Realmente no recordaba que el Grinch fuera un artista de los insultos compulsivos, pero este duende extraño que se hacía llamar a sí mismo como tal, me daba una sensación ambivalente: no podía juzgar si era real o fantástico. No lograba dilucidar si me estaba gastando una broma algún familiar, aprovechando mi borrachera temprana, o si era una alucinación propia producto de la ingesta de algún fármaco escondido en una lata de Patagonia (esto sería factible si pensamos que fueron compradas en un chino de barrio muy extraño y casi vacío). El duende me sacó de mi ensimismamiento explicándome de donde venía y el dificultoso viaje que lo trajo hasta la tierra. "Vengo de bilbolandia", me dijo, con un ojo puesto en mi labios en defensa ante cualquier atisbo de burla.
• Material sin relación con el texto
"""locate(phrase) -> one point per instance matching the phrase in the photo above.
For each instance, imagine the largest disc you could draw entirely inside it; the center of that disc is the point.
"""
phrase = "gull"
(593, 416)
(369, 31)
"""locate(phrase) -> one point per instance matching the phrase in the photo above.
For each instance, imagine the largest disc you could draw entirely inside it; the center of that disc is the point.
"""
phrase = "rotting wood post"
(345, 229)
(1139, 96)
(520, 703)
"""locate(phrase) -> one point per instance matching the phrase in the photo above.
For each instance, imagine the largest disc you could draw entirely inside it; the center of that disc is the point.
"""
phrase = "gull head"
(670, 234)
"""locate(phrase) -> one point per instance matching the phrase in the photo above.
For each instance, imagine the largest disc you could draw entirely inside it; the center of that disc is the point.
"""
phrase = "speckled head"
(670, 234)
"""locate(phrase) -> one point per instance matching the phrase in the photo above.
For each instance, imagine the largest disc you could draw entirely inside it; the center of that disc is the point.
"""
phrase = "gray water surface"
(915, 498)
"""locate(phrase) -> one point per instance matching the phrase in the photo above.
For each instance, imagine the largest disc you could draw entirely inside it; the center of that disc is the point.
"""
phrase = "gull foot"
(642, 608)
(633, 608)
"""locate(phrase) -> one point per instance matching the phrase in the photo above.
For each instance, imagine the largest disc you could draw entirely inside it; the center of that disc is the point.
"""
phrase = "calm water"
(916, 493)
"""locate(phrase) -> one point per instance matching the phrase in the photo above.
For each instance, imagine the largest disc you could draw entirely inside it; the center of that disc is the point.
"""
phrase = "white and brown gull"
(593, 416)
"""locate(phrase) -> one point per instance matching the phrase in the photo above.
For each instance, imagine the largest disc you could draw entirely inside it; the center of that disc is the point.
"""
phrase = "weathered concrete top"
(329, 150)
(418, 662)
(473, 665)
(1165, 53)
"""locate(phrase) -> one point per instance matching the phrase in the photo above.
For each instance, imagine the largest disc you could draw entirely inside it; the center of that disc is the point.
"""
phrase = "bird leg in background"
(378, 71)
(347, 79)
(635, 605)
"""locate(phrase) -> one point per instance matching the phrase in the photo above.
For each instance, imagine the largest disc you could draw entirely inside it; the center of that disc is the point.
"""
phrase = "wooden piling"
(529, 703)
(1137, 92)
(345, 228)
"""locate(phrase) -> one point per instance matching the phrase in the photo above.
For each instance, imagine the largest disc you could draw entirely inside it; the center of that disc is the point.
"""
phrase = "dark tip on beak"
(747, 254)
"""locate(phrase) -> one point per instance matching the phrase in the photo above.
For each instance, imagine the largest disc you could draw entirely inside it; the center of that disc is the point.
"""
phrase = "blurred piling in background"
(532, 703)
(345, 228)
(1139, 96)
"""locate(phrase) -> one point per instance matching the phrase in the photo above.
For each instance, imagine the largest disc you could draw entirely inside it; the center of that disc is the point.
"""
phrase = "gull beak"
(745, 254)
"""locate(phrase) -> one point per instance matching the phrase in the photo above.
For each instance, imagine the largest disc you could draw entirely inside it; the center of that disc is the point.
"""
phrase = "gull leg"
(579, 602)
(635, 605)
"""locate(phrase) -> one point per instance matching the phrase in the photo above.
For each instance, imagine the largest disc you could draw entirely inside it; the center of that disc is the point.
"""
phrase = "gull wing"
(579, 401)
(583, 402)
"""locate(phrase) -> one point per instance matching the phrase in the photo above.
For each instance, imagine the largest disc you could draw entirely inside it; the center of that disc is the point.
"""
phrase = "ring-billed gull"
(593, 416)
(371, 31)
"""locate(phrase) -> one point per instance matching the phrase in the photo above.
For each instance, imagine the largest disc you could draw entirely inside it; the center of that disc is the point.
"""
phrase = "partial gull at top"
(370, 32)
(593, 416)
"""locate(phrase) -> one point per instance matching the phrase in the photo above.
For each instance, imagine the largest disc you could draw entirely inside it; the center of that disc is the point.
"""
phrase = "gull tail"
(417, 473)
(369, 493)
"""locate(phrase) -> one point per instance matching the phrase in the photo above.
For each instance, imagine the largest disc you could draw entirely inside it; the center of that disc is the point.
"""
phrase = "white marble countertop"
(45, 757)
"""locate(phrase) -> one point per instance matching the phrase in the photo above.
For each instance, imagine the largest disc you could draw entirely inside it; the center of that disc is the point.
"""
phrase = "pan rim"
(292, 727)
Le dije que, con todo respeto, no pretendía burlarme, pero estaba curioso de saber por qué portaba este nombre una tierra real. "Porque el rey lee mucho Tolkien. Contento?", su pregunta sonó un tanto agresiva. No, no estaba contento con esa respuesta. Quien le pone a su reino el nombre de un personaje de ficción? Luego recordé todos los pueblos y lugares que fueron nombrados en base a santos y personajes bíblicos. No dije nada, lo respeto. Le pregunté si en Bilbolandia la literatura humana había llegado por algún motivo, colada en algún viaje astral por un drogadicto o un adepto a los viajes astrales producidos por estupefacientes o sahumerios baratos. Bilbo D-25, porque así se llamaba (a pesar de ser un duende y no un hobbit), solo se limitó a carraspear su ominosa voz e insinuar la idea, bastante obvia para él, que la literatura humana no era tan especial como nosotros lo creíamos, que llegaban toneladas de papel escrito por manos huesudas, hiperconocidos bestsellers terrestres a Bilbolandia, por intermedio de un librero de Plaza Italia que conoce a todos los enanos y duendes que pueden mantener relaciones con la Tierra. Me descoló la idea de que un vendedor común y corriente pudiera lograr semejante cosa, solo por medio de abuso de sustancias. Conozco miles de personas que consumen esas mismas porquerías y lo más sobrenatural que sale de sus bocas es un grito de espanto ante la posibilidad de que se haya acabado la mota. Quise saber un poco más acerca de la literatura propia de los duendes, pero Bilbo D-25 me dijo que "otro día" me lo contaría. "Una historia muy larga" agregó, y siguió explicando el fanatismo del rey de Bilbolandia por los libros de Tolkien.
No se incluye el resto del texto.